NDPC Launches Probe Into 1,369 Organisations Over Data Protection Breaches

LAGOS – The Nigeria Data Protection Commission (NDPC) has opened investigations into 1,369 organ­isations accused of breaching the Nigeria Data Protection Act (NDPA) 2023, in what is now the largest enforcement drive since the law came into effect.

The companies under investi­gation cut across some of Nige­ria’s most sensitive industries. They include 795 financial insti­tutions, 392 insurance brokers, 35 insurance companies, 10 pension firms, and 136 gaming operators. Each has been given 21 days to prove compliance or risk sanc­tions.

According to a statement signed by Babatunde Bamigboye, head of Legal, Enforcement and Regulations at the NDPC, the affected organisations must present evidence of their 2024 compliance audit returns, the appointment of a Data Protection Officer with full contact details, as well as technical and organisa­tional safeguards they have put in place.

They are also expected to confirm registration as a “data controller or processor of major importance.”

“These organisations are re­quired to within 21 days of issu­ance provide evidence of filing NDP Act Compliance Audit Re­turns for 2024, evidence of desig­nation or appointment of a Data Protection Officer, including name and contact details.

“They are also to provide a summary of technical and or­ganisational measures for data protection within the organisa­tion and evidence of registration as a data controller or processor of major importance,” the Com­mission stated.

The Commission argues that such enforcement is necessary to secure citizens’ rights under the 1999 Constitution and to strength­en trust in Nigeria’s digital econ­omy.
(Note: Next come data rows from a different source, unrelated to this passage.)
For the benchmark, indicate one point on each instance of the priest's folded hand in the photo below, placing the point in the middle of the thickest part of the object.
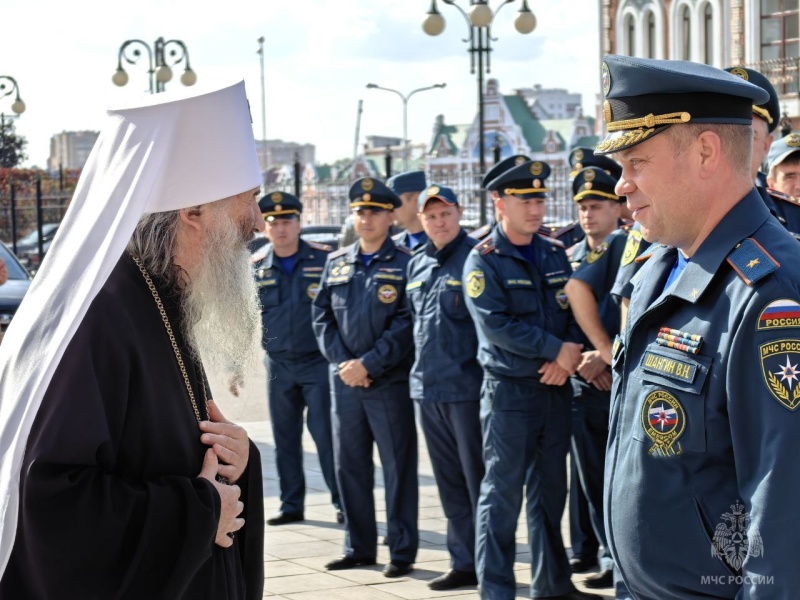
(228, 440)
(230, 505)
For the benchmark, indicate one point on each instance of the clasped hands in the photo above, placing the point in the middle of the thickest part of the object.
(223, 465)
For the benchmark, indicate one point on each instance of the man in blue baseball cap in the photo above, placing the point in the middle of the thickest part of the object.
(701, 461)
(446, 376)
(363, 326)
(408, 186)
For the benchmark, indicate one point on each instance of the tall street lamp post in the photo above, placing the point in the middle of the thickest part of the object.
(405, 98)
(479, 17)
(161, 57)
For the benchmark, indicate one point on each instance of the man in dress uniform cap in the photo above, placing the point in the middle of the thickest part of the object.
(288, 279)
(705, 393)
(363, 325)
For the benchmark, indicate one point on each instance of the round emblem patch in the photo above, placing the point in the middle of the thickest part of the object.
(387, 293)
(740, 72)
(664, 421)
(631, 247)
(476, 283)
(561, 298)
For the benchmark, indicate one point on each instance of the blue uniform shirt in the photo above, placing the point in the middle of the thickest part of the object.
(520, 311)
(703, 440)
(286, 300)
(445, 365)
(362, 311)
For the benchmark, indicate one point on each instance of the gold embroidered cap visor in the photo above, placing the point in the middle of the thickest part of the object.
(646, 96)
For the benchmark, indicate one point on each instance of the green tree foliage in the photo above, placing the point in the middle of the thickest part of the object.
(12, 145)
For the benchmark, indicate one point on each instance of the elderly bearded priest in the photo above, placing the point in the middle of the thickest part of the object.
(120, 477)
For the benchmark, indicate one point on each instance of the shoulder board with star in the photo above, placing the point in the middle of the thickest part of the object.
(784, 197)
(751, 261)
(318, 246)
(554, 241)
(486, 246)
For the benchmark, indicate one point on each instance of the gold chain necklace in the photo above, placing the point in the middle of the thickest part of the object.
(172, 340)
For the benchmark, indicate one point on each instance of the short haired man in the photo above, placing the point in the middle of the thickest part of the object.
(408, 186)
(528, 347)
(121, 477)
(297, 374)
(446, 376)
(702, 430)
(595, 261)
(363, 326)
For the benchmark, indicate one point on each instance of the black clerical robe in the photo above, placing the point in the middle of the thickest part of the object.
(110, 502)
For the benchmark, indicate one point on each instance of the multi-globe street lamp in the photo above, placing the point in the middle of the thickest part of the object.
(479, 17)
(405, 98)
(161, 57)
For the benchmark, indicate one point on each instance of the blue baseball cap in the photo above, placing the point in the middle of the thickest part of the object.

The NDPC says that failure to comply could trigger fines, en­forcement orders, or even crim­inal prosecution as stipulated under the NDPA.

This latest development comes weeks after Multichoice Nigeria was fined N766.2 million for data protection violations, the biggest penalty imposed so far.

The pay-TV operator was found guilty of intrusive data practices, unauthorised cross-border trans­fers, and processing subscriber and non-subscriber data without proper consent.

National Commissioner, Dr Vincent Olatunji, explained that the Commission operates a reme­diation-first approach to enforce­ment. He noted that businesses willing to correct violations are given an opportunity to do so be­fore penalties are applied.

“Usually, when we investi­gate and find a breach, if they are ready to comply with the law, what is the point of making noise? It’s only when an organisa­tion is unwilling to comply with the law that we are forced to im­pose sanctions,” he said.

Experts believe the Commis­sion’s growing assertiveness shows a turning point. For years, compliance was largely volun­tary, but this change shows that regulators are no longer content with awareness campaigns.

The NDPA, modelled after global standards such as the GDPR, is designed both to protect Nigerians’ personal data and also to give local firms credibility in regional and international mar­kets.